Gathering in a tight group around the lectern, the senior members of the Stony Man forces held their questions while Bolan leafed through interrogation transcripts, glanced at maps and satellite photos. Bolan waited until all of the others had left the War Room.
"The President said more than 'No surrender,' " Bolan told them quietly. "I met with him only a few minutes ago. Hal, that's who was in that limo. The Man himself.
"He told me that all the evidence we have indicates this is more than an attack on the United States by fanatics and political criminals. We have the involvement of radical anti-U.S. terrorists, the Cuban DGI, the Nicaraguans. We've faced these groups before, but never all at once, never in a coordinated worldwide assault.
"One organization links all these groups. One organization funds them, trains their recruits, plans their atrocities, provides sanctuary for the killers, pleads their insane causes to the world. We know who they are, but we cannot stop them. It would mean war to attack their command center.
"The President told me 'No surrender.' Even if we fail, there will be no surrender. We will not abandon the people of the world to the slave-masters.
"Even if they hit our cities."
"That is what the President told me. If we can stop them, good. The story will never make the newspapers or history books. There will be no confrontation.
"But if we fail, the President will go straight to the center of this terrorism. He will inform the Soviet Union that any attack on the cities of the United States by the KGB or its proxy forces is an act of war."

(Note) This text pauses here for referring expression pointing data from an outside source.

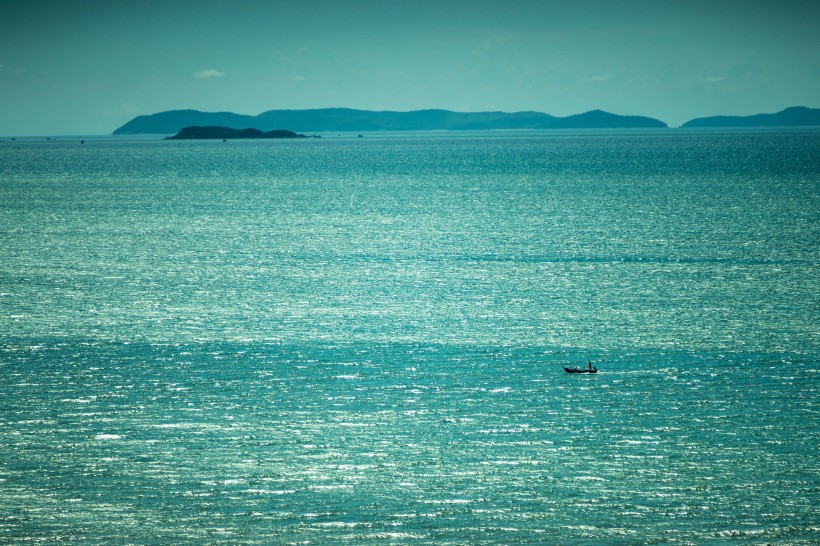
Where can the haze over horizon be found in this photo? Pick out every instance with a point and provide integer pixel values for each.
(87, 68)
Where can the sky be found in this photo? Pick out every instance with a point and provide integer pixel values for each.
(86, 67)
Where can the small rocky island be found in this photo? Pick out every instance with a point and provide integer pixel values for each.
(216, 132)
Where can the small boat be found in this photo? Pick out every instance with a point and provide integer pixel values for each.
(581, 370)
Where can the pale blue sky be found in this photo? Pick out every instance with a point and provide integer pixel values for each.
(86, 67)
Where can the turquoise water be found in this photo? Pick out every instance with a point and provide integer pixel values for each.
(346, 340)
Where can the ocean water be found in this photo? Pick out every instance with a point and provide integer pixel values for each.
(360, 340)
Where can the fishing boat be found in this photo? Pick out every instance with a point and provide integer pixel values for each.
(576, 369)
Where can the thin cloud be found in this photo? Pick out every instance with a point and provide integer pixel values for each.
(209, 73)
(596, 78)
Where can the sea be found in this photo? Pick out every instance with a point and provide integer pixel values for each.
(362, 340)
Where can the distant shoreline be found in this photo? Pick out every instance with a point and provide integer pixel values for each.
(350, 120)
(213, 132)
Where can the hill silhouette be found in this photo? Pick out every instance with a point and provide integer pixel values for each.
(217, 132)
(346, 119)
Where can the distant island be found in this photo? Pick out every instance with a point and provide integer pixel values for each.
(346, 119)
(796, 116)
(217, 132)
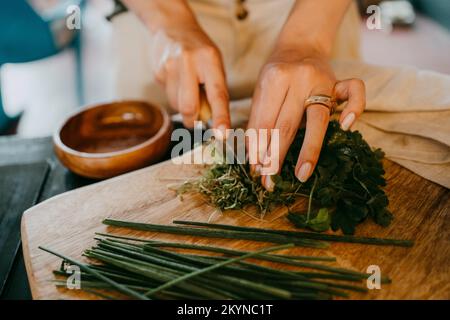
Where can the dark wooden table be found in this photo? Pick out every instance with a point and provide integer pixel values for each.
(17, 151)
(14, 150)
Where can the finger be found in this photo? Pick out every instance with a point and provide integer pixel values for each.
(216, 90)
(317, 117)
(287, 124)
(268, 98)
(171, 83)
(354, 91)
(188, 93)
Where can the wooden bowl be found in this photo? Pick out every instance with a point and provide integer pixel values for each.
(106, 140)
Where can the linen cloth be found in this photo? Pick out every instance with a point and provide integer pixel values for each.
(407, 113)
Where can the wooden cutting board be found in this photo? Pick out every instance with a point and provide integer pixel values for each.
(67, 223)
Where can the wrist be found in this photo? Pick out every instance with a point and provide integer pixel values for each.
(159, 14)
(300, 50)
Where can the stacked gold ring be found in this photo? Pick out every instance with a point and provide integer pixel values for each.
(323, 100)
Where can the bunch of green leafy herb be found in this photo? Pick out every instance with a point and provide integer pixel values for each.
(344, 190)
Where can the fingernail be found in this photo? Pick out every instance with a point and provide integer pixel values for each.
(304, 172)
(221, 132)
(268, 183)
(348, 121)
(258, 169)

"Problem is, the Soviet Union has spent the last twenty years preparing for this. We have not. Our allies have not. You know the Europeans. Our country cannot expect help quickly. Only talk and debate, while millions die."

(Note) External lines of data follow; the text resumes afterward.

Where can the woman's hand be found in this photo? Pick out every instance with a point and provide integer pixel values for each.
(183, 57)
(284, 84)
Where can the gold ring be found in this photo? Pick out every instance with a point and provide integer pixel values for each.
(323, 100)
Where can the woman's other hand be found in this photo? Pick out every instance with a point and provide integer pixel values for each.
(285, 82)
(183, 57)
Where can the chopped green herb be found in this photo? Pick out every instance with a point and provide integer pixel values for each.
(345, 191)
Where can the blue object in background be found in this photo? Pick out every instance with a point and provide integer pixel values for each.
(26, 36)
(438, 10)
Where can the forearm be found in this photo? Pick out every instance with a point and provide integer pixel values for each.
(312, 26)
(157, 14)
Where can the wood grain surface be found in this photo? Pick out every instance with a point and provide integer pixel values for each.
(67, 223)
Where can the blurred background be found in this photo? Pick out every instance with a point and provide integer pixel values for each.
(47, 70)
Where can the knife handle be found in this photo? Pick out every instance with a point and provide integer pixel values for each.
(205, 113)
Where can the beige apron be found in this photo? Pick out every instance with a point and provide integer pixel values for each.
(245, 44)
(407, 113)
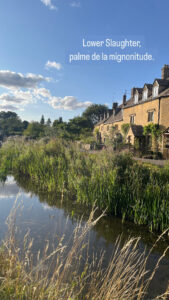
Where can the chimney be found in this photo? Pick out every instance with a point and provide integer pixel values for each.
(165, 72)
(132, 92)
(124, 99)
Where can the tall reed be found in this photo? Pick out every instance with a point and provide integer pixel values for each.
(67, 272)
(126, 188)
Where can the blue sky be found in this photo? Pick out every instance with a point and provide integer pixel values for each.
(37, 36)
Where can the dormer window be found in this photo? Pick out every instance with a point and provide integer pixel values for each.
(132, 119)
(145, 94)
(155, 91)
(136, 98)
(150, 116)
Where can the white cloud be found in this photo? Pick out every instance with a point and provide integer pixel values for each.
(67, 103)
(12, 80)
(53, 64)
(49, 4)
(75, 4)
(16, 99)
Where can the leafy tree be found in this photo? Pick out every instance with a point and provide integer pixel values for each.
(124, 128)
(34, 130)
(25, 124)
(154, 131)
(94, 111)
(79, 125)
(10, 124)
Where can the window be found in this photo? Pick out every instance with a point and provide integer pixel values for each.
(145, 94)
(129, 139)
(155, 91)
(136, 98)
(150, 116)
(132, 119)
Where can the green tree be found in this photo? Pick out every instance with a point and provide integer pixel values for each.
(48, 123)
(10, 124)
(94, 111)
(42, 121)
(154, 131)
(34, 130)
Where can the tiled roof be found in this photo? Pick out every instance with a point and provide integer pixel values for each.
(115, 118)
(162, 82)
(137, 130)
(150, 86)
(130, 102)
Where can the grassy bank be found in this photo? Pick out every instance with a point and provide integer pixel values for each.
(128, 189)
(67, 272)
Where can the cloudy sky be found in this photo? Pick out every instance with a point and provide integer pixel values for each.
(37, 37)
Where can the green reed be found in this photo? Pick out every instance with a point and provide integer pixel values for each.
(131, 190)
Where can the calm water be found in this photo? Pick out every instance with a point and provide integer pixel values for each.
(48, 217)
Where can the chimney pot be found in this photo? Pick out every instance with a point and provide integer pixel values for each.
(132, 92)
(165, 72)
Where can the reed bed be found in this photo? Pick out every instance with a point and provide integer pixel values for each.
(67, 273)
(126, 188)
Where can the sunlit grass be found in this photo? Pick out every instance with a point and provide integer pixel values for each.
(67, 272)
(124, 187)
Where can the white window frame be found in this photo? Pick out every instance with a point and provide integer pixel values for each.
(155, 90)
(151, 112)
(132, 117)
(145, 94)
(136, 96)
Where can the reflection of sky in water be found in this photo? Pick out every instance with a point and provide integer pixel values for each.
(51, 223)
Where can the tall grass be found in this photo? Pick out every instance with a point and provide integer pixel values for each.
(126, 188)
(67, 272)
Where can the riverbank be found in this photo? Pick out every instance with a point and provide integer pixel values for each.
(126, 188)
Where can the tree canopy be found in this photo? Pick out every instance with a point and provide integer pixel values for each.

"There it is. America alone. Against the most powerful military regime in history. War. And only we can stop it."
Mack Bolan's steely eyes glared at each man in turn. Behind the hard gaze was a soul torn by primal forces.

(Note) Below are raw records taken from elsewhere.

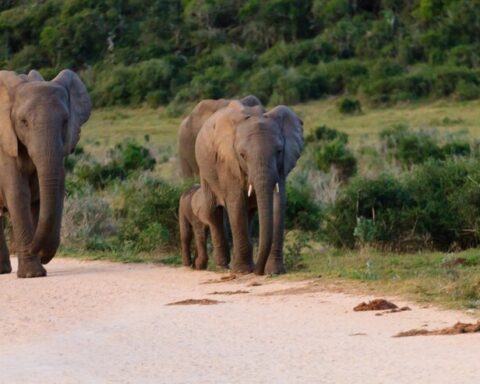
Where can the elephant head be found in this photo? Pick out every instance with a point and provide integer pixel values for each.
(191, 125)
(258, 150)
(40, 124)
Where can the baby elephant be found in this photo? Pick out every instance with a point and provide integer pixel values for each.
(191, 226)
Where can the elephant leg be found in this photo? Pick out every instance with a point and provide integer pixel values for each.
(23, 231)
(242, 244)
(218, 231)
(275, 265)
(5, 266)
(186, 236)
(213, 216)
(201, 259)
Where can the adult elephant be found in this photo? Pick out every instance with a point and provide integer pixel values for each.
(192, 124)
(244, 155)
(39, 125)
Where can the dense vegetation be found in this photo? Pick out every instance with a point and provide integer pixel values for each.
(284, 51)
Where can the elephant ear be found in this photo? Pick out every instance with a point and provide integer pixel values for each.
(80, 106)
(8, 137)
(251, 101)
(35, 76)
(292, 128)
(202, 112)
(224, 124)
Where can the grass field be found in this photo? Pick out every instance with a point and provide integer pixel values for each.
(451, 280)
(111, 125)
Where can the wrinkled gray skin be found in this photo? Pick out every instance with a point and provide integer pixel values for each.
(39, 125)
(239, 147)
(192, 228)
(192, 124)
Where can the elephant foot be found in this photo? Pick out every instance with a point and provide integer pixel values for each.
(5, 267)
(242, 268)
(201, 264)
(275, 267)
(222, 268)
(30, 267)
(186, 262)
(46, 259)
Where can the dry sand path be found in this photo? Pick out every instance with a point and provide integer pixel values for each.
(99, 322)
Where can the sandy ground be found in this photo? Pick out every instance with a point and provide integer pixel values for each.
(99, 322)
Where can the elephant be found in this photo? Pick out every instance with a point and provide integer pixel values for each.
(192, 124)
(39, 125)
(191, 226)
(244, 155)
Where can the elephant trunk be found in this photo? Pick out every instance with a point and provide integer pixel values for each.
(264, 188)
(275, 262)
(51, 181)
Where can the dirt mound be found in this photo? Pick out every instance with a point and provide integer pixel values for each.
(394, 310)
(375, 305)
(457, 329)
(222, 279)
(196, 302)
(239, 292)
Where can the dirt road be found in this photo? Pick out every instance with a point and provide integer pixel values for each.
(98, 322)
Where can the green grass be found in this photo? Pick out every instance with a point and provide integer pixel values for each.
(430, 277)
(111, 125)
(166, 258)
(424, 276)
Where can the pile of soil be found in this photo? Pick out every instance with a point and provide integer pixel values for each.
(394, 310)
(222, 279)
(457, 329)
(239, 292)
(196, 302)
(375, 305)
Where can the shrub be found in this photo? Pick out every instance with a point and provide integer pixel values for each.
(335, 154)
(290, 88)
(467, 90)
(324, 133)
(367, 210)
(295, 244)
(407, 147)
(349, 106)
(148, 214)
(430, 207)
(302, 211)
(124, 159)
(87, 218)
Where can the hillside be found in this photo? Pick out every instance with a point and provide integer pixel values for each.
(284, 51)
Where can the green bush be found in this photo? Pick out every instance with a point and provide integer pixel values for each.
(324, 133)
(467, 90)
(148, 214)
(430, 207)
(302, 211)
(124, 159)
(408, 147)
(349, 106)
(336, 154)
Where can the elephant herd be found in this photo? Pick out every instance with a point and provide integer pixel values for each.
(241, 153)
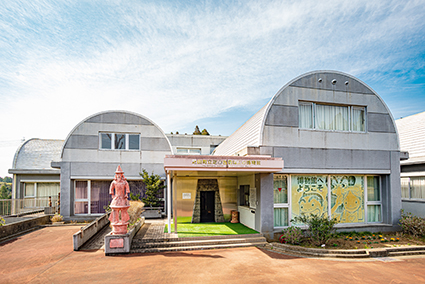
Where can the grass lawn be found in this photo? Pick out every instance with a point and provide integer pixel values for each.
(186, 229)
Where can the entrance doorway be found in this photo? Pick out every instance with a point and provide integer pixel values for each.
(207, 206)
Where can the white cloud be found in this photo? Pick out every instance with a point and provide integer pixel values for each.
(178, 63)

But the steel of those eyes expressed
a will, a determination to seek the balance within the tempest, a balance within himself and within his men, that by virtue of its intrinsic power and faith would ensure final victory in a struggle that even now pitched the world precariously toward a full fall to Hell.
11
Straits of Florida
Friday
3:30 p.m.
(2030 Greenwich mean time)
CRUSTED SALT STIFFENED HIS FACE to a mask.
As his power cruiser closed the last mile to the yacht, Kinosuke Yoshida stood on the flying bridge. The spray from the prow misted his white shirt and white deck pants. He saw Cuban crewmen on the yacht furl its sails.
Yoshida's eyes continued scanning the wind-whipped Straits of Florida for the patrolling cutters of the United States Coast Guard.
The rented power cruiser was manned by his bodyguards. Kizu piloted the craft, Kampei monitored the multi-band radio scanner and searched the frequencies for signals from the Coast Guard.
To the moment that they tied up beside the yacht sailing north from Cuba, Yoshida and his men did not fear an encounter with the Coast Guard. They had the correct immigration stamps in their passports. They carried receipts proving they had rented the cruiser. In their deck suits, purchased from an expensive shop in Miami, they appeared to be only Japanese tourists lavishing American dollars on a visit to Florida.
But he had no confidence in the documents and disguises of his comrades aboard the yacht. Yoshida knew the United States maintained continuous surveillance of the Straits of Florida—from ships, high-flying radar planes, satellites. If the Americans had detected the departure of the yacht from the secret marina in the islands of the Cuban Archipelago de Sabana, their security services would maintain their surveillance until the yacht reached its destination. Yoshida knew a satellite could even now be replaying their coordinates to a Coast Guard ship.
Any encounter with the Coast Guard involved questions. If the false identities of the Cubans and Palestinians failed to pass the inspection of a Coast Guard officer, the Americans could link Yoshida to Hydra.